Hepimizin dostları ve arkadaşları vardır. Çocukluk, iş ve okul arkadaşlarımız gibi hayatımızın farklı dönemlerine ait dostluk ve arkadaşlıklarımızın hayatımız üzerinde ne denli etkili olduğu herkes tarafından kabul edilebilecek bir gerçektir.
“Bana arkadaşını söyle sana nasıl biri olduğunu söyleyeyim” sözü de aynı gerçeğe işaret eder. Atalarımızın derin bir irfan ve tecrübeyle bizlere miras bıraktığı bu söz arkadaşlar arasındaki etkileşimin boyutunu ifade eder.

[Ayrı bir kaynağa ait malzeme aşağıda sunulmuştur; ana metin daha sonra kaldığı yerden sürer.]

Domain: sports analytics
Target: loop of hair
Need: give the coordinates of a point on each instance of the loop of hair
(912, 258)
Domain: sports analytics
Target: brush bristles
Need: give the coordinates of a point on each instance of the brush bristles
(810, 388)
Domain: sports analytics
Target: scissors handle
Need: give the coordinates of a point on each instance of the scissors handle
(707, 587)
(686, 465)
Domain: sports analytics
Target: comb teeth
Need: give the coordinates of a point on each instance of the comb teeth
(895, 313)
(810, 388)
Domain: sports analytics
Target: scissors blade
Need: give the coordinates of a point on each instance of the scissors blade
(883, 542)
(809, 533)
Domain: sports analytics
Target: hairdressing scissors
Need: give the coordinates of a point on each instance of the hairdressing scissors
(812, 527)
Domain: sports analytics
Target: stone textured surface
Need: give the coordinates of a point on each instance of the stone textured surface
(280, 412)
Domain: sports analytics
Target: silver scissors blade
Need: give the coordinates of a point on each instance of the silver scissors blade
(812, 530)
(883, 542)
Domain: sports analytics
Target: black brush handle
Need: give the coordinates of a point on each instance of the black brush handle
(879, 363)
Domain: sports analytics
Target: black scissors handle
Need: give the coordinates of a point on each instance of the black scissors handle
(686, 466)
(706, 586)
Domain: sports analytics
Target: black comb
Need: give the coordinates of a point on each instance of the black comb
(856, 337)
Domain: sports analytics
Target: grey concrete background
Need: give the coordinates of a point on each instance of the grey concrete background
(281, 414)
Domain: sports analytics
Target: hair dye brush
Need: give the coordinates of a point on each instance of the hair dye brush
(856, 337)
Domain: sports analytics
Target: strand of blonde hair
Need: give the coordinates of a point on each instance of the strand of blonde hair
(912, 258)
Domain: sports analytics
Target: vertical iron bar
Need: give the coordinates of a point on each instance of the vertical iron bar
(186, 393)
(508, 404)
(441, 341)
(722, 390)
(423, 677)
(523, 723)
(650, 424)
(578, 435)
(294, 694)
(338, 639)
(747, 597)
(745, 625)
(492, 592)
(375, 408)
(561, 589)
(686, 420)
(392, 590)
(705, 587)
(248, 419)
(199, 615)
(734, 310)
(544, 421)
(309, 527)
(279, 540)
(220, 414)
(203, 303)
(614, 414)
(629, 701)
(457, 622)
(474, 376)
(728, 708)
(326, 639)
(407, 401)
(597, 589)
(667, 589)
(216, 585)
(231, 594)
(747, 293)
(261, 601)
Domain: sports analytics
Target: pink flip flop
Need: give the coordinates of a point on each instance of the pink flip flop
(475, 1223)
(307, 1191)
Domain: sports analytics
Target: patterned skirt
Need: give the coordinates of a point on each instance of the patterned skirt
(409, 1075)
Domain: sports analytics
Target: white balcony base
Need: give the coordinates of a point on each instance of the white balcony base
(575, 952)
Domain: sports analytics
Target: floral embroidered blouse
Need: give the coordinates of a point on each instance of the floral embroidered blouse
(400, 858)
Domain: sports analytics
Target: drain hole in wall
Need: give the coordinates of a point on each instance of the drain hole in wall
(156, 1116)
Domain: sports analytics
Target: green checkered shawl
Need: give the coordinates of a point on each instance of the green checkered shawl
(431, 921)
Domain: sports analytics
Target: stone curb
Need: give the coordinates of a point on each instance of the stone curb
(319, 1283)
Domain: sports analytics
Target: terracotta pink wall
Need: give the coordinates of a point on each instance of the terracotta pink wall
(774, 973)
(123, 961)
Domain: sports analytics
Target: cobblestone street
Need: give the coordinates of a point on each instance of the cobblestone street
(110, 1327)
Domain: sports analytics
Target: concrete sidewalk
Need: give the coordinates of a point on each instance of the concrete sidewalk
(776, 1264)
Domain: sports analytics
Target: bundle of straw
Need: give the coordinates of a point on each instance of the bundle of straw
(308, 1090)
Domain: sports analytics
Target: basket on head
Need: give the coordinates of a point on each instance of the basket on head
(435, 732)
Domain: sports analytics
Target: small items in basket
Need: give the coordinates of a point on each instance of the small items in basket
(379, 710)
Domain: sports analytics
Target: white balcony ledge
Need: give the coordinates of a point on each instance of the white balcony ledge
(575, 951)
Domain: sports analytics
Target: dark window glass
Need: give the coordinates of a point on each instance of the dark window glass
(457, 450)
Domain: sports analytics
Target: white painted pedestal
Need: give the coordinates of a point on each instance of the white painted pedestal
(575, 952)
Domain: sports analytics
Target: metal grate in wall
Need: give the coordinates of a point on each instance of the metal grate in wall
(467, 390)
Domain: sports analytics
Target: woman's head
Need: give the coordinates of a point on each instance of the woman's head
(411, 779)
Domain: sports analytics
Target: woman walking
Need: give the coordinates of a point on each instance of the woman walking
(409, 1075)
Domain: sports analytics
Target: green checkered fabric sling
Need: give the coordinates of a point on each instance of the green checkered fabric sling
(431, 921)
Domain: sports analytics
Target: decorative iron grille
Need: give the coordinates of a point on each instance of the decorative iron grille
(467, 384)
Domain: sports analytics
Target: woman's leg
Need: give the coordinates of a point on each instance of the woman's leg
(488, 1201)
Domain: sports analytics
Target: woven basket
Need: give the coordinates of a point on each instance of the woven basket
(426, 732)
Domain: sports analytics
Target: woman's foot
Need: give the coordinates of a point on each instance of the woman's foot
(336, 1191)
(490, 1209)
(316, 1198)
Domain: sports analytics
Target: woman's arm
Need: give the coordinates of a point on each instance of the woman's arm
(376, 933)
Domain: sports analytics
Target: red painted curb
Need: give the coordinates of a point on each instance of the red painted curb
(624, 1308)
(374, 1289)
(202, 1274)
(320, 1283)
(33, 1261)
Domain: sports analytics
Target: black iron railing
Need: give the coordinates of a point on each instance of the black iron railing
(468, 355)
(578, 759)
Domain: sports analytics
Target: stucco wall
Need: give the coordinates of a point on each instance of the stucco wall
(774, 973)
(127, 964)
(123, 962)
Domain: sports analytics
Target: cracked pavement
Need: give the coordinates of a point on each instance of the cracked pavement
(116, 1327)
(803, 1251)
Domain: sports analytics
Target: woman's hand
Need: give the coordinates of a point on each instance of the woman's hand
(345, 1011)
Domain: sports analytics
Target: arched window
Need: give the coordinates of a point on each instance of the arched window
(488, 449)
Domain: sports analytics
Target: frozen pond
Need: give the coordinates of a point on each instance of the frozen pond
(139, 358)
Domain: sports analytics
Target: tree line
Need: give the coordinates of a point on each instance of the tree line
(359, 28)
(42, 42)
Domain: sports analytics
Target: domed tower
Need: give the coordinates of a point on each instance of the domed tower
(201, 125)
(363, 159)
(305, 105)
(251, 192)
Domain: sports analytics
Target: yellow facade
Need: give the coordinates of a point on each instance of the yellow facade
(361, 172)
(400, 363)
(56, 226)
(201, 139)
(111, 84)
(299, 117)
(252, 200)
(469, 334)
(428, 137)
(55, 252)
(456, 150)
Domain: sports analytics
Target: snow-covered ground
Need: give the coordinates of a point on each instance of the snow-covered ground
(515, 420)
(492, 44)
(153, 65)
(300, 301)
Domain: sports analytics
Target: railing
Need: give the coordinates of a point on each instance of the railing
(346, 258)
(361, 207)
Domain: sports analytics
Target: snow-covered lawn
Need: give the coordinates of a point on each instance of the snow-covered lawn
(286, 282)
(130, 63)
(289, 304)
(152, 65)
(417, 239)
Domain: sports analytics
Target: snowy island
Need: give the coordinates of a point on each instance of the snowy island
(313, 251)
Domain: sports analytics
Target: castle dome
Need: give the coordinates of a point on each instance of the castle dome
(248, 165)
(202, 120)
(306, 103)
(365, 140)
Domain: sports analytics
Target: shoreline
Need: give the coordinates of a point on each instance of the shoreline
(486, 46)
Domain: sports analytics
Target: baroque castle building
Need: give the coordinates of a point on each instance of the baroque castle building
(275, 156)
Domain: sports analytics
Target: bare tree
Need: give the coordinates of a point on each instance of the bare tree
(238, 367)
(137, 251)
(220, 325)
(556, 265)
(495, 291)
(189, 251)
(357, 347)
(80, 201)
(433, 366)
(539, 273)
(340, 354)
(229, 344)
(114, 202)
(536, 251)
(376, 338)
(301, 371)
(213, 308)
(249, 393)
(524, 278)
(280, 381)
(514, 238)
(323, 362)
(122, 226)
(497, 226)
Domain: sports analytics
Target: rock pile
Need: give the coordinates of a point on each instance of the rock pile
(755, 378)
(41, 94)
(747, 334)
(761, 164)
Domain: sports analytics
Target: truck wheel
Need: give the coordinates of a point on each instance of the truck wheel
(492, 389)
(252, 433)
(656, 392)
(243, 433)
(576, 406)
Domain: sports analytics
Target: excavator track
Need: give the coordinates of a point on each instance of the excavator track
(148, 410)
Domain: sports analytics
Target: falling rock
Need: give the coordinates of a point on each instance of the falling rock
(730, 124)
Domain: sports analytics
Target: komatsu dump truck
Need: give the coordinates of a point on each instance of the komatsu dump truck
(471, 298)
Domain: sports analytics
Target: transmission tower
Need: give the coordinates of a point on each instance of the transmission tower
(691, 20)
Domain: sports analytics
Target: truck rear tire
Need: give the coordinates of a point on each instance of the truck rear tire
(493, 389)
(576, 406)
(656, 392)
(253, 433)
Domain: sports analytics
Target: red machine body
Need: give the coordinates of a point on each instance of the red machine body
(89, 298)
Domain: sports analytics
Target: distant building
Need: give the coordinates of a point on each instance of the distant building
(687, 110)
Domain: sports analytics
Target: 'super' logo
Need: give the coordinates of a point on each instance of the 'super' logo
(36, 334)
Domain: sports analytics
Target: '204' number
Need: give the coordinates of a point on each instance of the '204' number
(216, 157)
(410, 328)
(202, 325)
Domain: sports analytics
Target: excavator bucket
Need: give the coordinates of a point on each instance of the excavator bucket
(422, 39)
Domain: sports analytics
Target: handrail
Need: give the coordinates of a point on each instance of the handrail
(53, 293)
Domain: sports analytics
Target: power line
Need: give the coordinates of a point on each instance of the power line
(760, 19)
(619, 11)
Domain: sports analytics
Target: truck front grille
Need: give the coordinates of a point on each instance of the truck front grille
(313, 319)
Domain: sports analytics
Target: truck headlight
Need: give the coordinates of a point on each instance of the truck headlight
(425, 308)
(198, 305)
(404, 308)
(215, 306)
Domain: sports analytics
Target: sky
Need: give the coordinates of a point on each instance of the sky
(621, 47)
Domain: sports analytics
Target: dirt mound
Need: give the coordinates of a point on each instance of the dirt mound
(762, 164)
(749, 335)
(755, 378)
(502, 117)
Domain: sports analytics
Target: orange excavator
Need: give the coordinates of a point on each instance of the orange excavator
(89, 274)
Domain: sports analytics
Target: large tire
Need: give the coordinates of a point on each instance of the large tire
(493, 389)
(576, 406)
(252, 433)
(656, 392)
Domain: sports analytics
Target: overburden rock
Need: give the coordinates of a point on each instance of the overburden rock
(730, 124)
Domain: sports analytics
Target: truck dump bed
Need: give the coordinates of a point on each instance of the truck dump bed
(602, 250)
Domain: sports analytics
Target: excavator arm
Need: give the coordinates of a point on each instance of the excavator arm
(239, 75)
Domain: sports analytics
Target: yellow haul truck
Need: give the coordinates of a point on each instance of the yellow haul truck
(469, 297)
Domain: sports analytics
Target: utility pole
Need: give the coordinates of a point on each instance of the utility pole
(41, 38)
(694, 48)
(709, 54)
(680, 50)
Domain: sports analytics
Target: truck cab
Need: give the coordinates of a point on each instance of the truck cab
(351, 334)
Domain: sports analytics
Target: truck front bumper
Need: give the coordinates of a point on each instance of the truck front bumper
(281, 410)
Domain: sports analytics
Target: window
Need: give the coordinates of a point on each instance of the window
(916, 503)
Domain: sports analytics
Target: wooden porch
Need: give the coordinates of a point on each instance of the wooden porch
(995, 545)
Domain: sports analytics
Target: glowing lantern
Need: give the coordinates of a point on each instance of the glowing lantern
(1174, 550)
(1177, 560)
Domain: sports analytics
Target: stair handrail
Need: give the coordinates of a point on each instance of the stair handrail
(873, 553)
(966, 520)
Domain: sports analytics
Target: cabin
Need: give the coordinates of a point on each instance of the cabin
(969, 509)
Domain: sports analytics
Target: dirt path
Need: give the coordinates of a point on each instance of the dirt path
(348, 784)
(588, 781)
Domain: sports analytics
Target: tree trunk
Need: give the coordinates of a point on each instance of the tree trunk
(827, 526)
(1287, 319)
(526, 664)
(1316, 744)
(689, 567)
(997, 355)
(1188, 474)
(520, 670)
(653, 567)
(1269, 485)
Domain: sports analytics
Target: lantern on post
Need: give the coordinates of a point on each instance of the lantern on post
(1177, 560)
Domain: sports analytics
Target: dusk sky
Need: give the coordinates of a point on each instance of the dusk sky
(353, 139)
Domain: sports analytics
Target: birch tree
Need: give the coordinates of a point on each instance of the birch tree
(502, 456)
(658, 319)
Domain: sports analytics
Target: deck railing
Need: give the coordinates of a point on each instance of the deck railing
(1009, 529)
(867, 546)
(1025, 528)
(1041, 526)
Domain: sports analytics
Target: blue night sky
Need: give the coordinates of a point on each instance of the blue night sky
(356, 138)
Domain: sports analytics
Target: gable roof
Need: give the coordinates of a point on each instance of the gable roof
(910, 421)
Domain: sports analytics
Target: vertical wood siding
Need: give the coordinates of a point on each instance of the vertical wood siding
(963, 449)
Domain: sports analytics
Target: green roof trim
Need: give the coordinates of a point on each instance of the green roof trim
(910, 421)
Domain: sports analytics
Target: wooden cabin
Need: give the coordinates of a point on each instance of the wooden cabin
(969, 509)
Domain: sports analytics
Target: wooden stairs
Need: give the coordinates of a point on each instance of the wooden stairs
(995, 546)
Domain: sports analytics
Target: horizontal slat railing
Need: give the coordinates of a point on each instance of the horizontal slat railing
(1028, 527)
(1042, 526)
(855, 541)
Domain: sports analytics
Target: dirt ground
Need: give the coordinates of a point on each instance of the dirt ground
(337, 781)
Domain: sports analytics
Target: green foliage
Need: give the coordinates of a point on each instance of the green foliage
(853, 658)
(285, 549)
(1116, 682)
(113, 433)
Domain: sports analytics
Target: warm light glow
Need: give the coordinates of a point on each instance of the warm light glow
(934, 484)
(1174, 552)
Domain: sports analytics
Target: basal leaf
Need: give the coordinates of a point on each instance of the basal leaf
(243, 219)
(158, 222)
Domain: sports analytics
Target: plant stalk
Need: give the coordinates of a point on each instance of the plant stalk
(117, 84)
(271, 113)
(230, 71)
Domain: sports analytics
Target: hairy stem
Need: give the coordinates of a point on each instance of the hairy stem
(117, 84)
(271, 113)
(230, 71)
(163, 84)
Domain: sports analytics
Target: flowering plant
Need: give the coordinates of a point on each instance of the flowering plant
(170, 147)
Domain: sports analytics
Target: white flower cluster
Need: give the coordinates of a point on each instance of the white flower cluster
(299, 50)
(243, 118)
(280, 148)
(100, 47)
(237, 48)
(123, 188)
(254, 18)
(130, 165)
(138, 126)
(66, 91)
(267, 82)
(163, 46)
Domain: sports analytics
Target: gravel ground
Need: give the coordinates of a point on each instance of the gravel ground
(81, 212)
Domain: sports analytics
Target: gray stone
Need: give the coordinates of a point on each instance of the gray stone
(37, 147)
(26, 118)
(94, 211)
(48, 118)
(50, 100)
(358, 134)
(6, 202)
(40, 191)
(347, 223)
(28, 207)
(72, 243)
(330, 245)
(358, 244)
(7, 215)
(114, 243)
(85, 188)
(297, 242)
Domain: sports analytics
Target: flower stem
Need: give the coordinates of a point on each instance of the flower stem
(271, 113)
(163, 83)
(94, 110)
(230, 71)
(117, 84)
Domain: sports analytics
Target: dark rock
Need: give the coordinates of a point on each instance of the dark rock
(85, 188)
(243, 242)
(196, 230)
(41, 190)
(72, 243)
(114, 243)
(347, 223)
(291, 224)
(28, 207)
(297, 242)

Sosyal bir varlık olarak insanın hayatını yapayalnız sürdürmesi mümkün olmayacağına göre, çevremizi nitelikli dost ve arkadaşlardan oluşturmamız, herhalde, en doğru yoldur. Sevgili Peygamberimiz de buna dikkat etmiş ve öğütlemiştir. Arkadaş seçiminin rastgele ve özensiz yapılmasının hem dünyada hem de ahirette üzücü sonuçları olacağına işaret etmiştir.
“Dostlar, iki bedende bir can gibidir.” Sevinçlerimiz de kederlerimiz de dostlarımızla anlam kazanır. Bu nedenle sevinç ve üzüntülerimizi dostlarımızla paylaşmak isteriz. En acı yaralarımızın merheminin dostlarımızın sıcacık ve içten ilgisinde saklı olduğunu biliriz. Sıkıştığımızda bize çıkış yolunu gösteren, doğru ve iyi olanı öğütleyen ve her problemli anımızda yanımızda olarak bizim için “dost ve arkadaş” olduklarını ortaya koyan onlardır.
Arkadaşlıkların bir taassup içerisinde yürütülmemesine de dikkat edilmelidir. Yalan ve haksızlık gibi konularda ille de ‘arkadaş’ diye arka çıkmak, kör bir taassuptan başka bir şey değildir. Zira arkadaşlık yalanın yanında durmayı değil, ona iyi ve doğru olanı öğütlemeyi gerektirir. Yalan, günah ve isyanda dayanışma göstererek arkadaşlıklarını sürdürenler, gerçek dost olamazlar.
Kur’an-ı Kerim'de iyilik ve doğrulukta dayanışanlara müjdeli bir haber vardır. Allah, kıyamet günü “birbirlerini Allah için sevenler nerede” diye sorduktan sonra onların karşılaşacakları büyük lütuf ve övgüyü; “Bugün ben onları arşımın gölgesinde barındıracağım.”3 şeklinde haber vermektedir.